Much has been made of the divide between generations in the workplace, in politics and even in philanthropy (although some are not buying into it all). As far as internal motivation, there may be little difference it what inspires a 25-year-old to send your organization money versus his or her parent. However, recent data indicate that how they learned about your cause and the method of the gift is where the variations are more apparent (and telling).
The study The Next Generation of American Giving: A Study on the Contrasting Charitable Habits of Generation Y, Generation X, Baby Boomers and Matures by Vinay Bhagat, Pan Loeb and Mark Rovner, examines how four generations learn of, engage with and give to their charities of choice. Highlights from the study:
- Generations X and Y tend to be more random in their giving patterns while older generations follow a pre-determined, budgeted giving plan.

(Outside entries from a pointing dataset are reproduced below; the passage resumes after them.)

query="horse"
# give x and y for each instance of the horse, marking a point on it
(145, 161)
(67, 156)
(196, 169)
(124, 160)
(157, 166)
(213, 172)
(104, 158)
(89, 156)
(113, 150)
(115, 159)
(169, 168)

- Generations X and Y are more likely to engage with a charity through their website than Boomers or Matures.
- Responsiveness to direct mail declines steadily by generation (the younger the generation, the lower the response rate).
- Peer to peer fundraising is increasingly accepted across all generations, especially with the rise of social media.
The complete report is available for download at the Convio or the Edge Research websites and includes statistical breakdowns of the responses and action steps to help integrate this information into your giving/marketing/communications plans.
How do you plan to keep your older donors while, at the same time, building a younger donor base? Have you begun this grand experiment?